Having been repeatedly urged to sack the disrespectful loose cannon Braverman, Sunak eventually did so, swiftly followed by Braverman presenting this humiliation as her ‘resignation’, writing Sunak a venomous letter, which, amongst other things, accused him of reneging on an agreement they had reached to secure her support during the leadership contest. It sounded as if she was over-estimating the value of this ‘support’, but if this letter was surprising, much more was to come, including Sunak’s Cabinet reshuffle. Mostly deckchairs on the Titanic stuff, it saw the not before time departure of the lazy and disengaged Therese Coffey, the demotion of James Cleverly from the Foreign Office to Home Secretary (demotion as Cleverly had loved the jetting around the world) and the installation of an inexperienced Victoria Atkins at the Department for Health and Social Care. Just one absurdity the media seized on was her husband being MD of British Sugar, yet Atkins maintained that no conflict of interest was involved.
What no one saw coming was Sunak bringing back David Cameron from the political wilderness, and what would have had some people spitting including Nadine Dorries, giving him a peerage to enable his new Foreign Secretary role. This was yet another plank in the creation of the constitutional crisis. As many pointed out, as a member of the House of Lords Cameron cannot be accountable to the Commons – seen as yet another way Sunak has connived to avoid scrutiny.
As if there wasn’t already enough to debate, the political discourse was inflamed further by the Supreme Court’s rejection of the Rwanda plan, giving rise to the deepening crisis, Sunak seeming to lose all sense of reality by defiantly deciding to create emergency legislation in an attempt to circumvent the judgement. One of the many dystopian elements of this situation has been the number of Tories prepared to take this seriously, for example Home Office minister Laura Farris during various media interviews trying to insist that only one part of the plan was rejected and trying to normalize the Orwellian intention to legislate.
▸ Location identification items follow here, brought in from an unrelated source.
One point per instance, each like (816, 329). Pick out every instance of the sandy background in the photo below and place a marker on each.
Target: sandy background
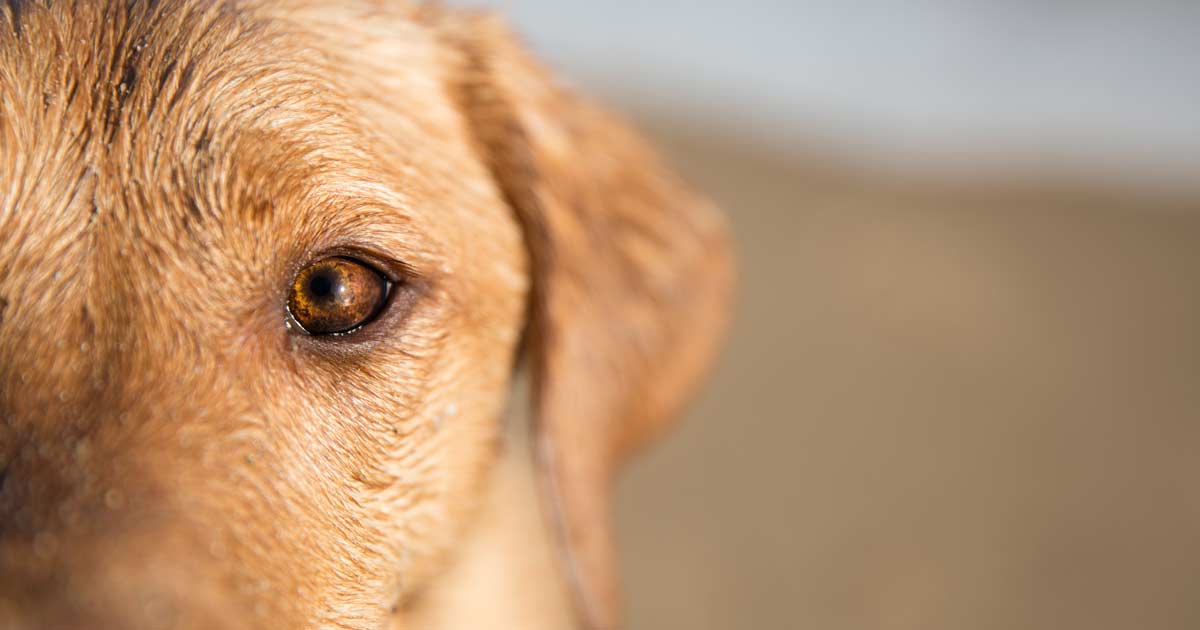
(963, 390)
(940, 408)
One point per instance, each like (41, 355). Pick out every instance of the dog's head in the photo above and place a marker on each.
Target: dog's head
(267, 275)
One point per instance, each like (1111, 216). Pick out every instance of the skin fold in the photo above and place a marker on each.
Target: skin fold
(177, 453)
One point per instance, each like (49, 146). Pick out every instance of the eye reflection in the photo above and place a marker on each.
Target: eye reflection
(336, 295)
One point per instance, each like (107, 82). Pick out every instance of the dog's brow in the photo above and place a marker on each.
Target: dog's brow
(163, 103)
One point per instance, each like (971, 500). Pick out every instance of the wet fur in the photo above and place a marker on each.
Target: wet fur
(175, 456)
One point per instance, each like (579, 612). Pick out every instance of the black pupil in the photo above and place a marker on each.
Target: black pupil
(321, 286)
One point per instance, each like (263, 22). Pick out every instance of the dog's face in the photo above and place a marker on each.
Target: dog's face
(267, 273)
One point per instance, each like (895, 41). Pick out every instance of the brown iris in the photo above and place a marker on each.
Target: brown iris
(336, 295)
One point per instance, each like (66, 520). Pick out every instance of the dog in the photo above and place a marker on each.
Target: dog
(270, 270)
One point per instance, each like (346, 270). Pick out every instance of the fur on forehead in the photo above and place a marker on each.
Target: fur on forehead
(189, 108)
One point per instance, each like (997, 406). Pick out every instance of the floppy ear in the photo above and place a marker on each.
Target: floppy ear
(631, 277)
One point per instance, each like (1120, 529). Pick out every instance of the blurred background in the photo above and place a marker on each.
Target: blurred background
(963, 389)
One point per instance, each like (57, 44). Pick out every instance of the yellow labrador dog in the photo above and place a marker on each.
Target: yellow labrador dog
(267, 271)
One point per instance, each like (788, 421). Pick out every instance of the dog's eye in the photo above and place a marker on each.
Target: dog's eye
(336, 295)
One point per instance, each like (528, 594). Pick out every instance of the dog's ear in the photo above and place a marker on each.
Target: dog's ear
(631, 277)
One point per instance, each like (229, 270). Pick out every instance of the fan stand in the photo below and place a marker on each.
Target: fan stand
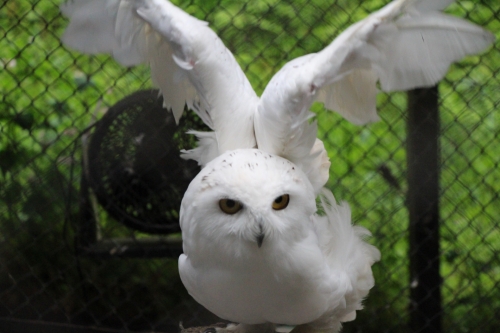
(132, 169)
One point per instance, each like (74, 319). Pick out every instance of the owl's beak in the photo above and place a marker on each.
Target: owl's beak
(259, 237)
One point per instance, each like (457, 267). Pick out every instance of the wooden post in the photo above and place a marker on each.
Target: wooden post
(423, 203)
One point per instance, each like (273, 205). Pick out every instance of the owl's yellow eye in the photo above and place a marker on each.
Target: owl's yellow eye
(281, 202)
(230, 206)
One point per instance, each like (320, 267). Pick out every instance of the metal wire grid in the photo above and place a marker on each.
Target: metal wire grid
(50, 95)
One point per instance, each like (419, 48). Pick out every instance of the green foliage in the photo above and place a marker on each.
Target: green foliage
(51, 94)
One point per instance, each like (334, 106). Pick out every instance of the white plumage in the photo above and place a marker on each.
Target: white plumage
(267, 265)
(259, 265)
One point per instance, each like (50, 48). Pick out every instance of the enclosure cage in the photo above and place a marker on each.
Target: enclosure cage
(90, 185)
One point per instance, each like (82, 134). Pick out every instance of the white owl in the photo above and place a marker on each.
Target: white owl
(255, 251)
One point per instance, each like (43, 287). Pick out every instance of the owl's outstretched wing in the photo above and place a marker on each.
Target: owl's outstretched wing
(189, 63)
(349, 257)
(404, 45)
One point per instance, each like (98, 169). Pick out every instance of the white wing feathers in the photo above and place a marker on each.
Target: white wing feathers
(406, 44)
(350, 258)
(189, 63)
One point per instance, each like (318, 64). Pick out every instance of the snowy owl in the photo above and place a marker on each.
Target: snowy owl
(255, 251)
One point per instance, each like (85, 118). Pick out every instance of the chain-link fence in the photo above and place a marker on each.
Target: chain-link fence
(67, 254)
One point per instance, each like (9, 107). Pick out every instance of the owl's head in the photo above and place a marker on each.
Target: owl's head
(247, 198)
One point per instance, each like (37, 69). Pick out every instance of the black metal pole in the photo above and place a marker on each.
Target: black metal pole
(423, 204)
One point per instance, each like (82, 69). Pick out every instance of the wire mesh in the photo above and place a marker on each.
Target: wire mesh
(51, 97)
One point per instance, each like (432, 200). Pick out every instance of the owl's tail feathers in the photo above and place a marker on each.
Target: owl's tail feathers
(347, 252)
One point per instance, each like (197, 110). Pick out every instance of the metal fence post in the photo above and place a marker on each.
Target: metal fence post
(423, 203)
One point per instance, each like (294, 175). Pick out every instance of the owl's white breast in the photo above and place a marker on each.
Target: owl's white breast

Needless to say, commentators were fulsome in their responses, some castigating the untruths behind this move and also pointing out that threatening to leave the ECHR would wreck the Good Friday Agreement. Some still stick to the line that the UK is a democracy, but it now feels more de jure than de facto. What kind of country are we living in, where our elected representatives break the law right, left and centre, line their own pockets at every opportunity, curtail free speech, fail to address the cost of living crisis and undermine the regulatory framework to the extent that it barely works?? No wonder the waiting list for talking therapy is through the roof, because these events introduce yet more uncertainty on top of financial struggles and the fact that nothing in the UK is working.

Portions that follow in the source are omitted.